Sonikasyondan sonra, plakayı bir saat boyunca 37 santigrat derecede inkübe edin. Bir saat sonra, sonikasyon adımları arasında kuyucukları kapalı tutarken sonikasyonu tekrarlayın. Floresansı bir plaka okuyucu ile ölçün.

Yine, bu boyama için paralel numune plakalarından birini alın ve çok kanallı bir pipet kullanarak planktonik çözeltiyi kuyucuklardan çıkarın. Ardından, kuyuları steril PBS ile bir kez yıkayın. Oyuk başına altı mikrolitre boyama çözeltisi ekleyin ve plakayı 15 dakika karanlıkta inkübe edin.

Mikroskopiden önce, çok kanallı bir pipet kullanarak fazla sıvıyı manuel olarak çıkarın. Canlı hücreleri görselleştirmek için yeşil floresan için FITC filtreli bir floresan mikroskobu ve ölü hücreleri görselleştirmek için kırmızı floresan için bir TRITC filtresi kullanarak görüntüleri yakalayın. Bu boyama için paralel numune plakalarından birini kullanın ve planktonik çözeltiyi kuyucuklardan çıkarın ve çok kanallı bir pipet kullanarak kuyucukları bir kez steril PBS ile yıkayın.

Daha sonra, kuyucuk başına 200 mikrolitre boyama solüsyonu ekleyin ve karanlıkta 15 dakika inkübe edin. Son olarak, floresansı bir plaka okuyucu ile ölçün. Tedavi edilmemiş biyofilm kontrolünün yüzdesi olarak platformun performansını göstermek için iki gösterim yapıldı.

Bir cinchona alkaloid türev kütüphanesinin taranması, bir aktif bileşik tanımladı. Abietan tipi diterpenoidler ve türevlerinden oluşan bir kütüphanenin taranması, beş aktif bileşik tanımladı. Penisilin G ve Siprofloksasin, biyofilm oluşumundan önce canlılığı, biyokütleyi ve biyofilm matrisi PNAG içeriğini önemli ölçüde azaltır.
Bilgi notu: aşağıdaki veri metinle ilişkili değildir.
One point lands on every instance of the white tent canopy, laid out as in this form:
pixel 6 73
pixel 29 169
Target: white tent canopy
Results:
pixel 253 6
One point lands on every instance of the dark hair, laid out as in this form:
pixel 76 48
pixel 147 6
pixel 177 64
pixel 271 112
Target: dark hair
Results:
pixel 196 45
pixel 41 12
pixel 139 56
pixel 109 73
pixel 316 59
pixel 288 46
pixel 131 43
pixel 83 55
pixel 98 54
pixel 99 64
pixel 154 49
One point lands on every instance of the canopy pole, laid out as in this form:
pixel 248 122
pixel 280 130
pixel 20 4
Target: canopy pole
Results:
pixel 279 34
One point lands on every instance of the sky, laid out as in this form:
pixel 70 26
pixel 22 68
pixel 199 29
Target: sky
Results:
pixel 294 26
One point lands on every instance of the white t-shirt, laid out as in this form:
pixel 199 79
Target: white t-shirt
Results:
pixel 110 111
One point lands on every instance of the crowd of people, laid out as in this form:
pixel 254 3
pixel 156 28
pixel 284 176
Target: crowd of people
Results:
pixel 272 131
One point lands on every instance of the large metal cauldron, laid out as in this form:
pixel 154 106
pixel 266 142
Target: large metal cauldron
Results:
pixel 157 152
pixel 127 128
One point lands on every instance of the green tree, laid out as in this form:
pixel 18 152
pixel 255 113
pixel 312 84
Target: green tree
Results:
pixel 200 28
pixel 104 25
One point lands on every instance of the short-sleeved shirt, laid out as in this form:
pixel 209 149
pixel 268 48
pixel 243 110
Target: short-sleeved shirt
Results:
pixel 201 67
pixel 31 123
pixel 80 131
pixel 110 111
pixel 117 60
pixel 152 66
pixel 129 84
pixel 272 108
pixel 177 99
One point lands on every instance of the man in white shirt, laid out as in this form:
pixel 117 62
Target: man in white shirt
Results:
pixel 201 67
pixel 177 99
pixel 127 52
Ancak, maruziyet sonrası kullanıldığında durum böyle değildi. En belirgin sonuç, önceden oluşturulmuş biyofilmler yüksek konsantrasyonlarda Penisilin G ile muamele edildiğinde biyofilm matrisinin% 200'ün üzerine çıkmasıydı. İşlenmemiş biyofilm kuyuları için yeşil-kırmızı floresan oranlarının ortalaması, canlı hücrelerin baskınlığını gösterir.

Penisilin ile muamele edilen kuyularda ise yaklaşık %56 oranında canlı hücre bulunur. Penisilin tedavisinden sonra hayatta kalan hücreler, tedavi edilmemiş biyofilmlerle karşılaştırıldığında önemli ölçüde daha yüksek miktarda hücre dışı polimerik madde veya EPS üretti. Bu prosedürü denerken, kuyucuklar arasında bakteri ve leke kontaminasyonunu önlemek için pipetin manuel kullanımına dikkat etmeyi unutmamak önemlidir.

Bu platformu takiben, Staphylococcus aureus'a karşı etkili antibiyofilm bileşikleri hızlı bir şekilde tanımlanabilir ve karakterize edilebilir. Diğer bakteri türleri kullanılırsa, boyama protokollerinin başka bir optimizasyonuna ihtiyaç duyulacaktır, ancak platformun mantığı aynı kalacaktır.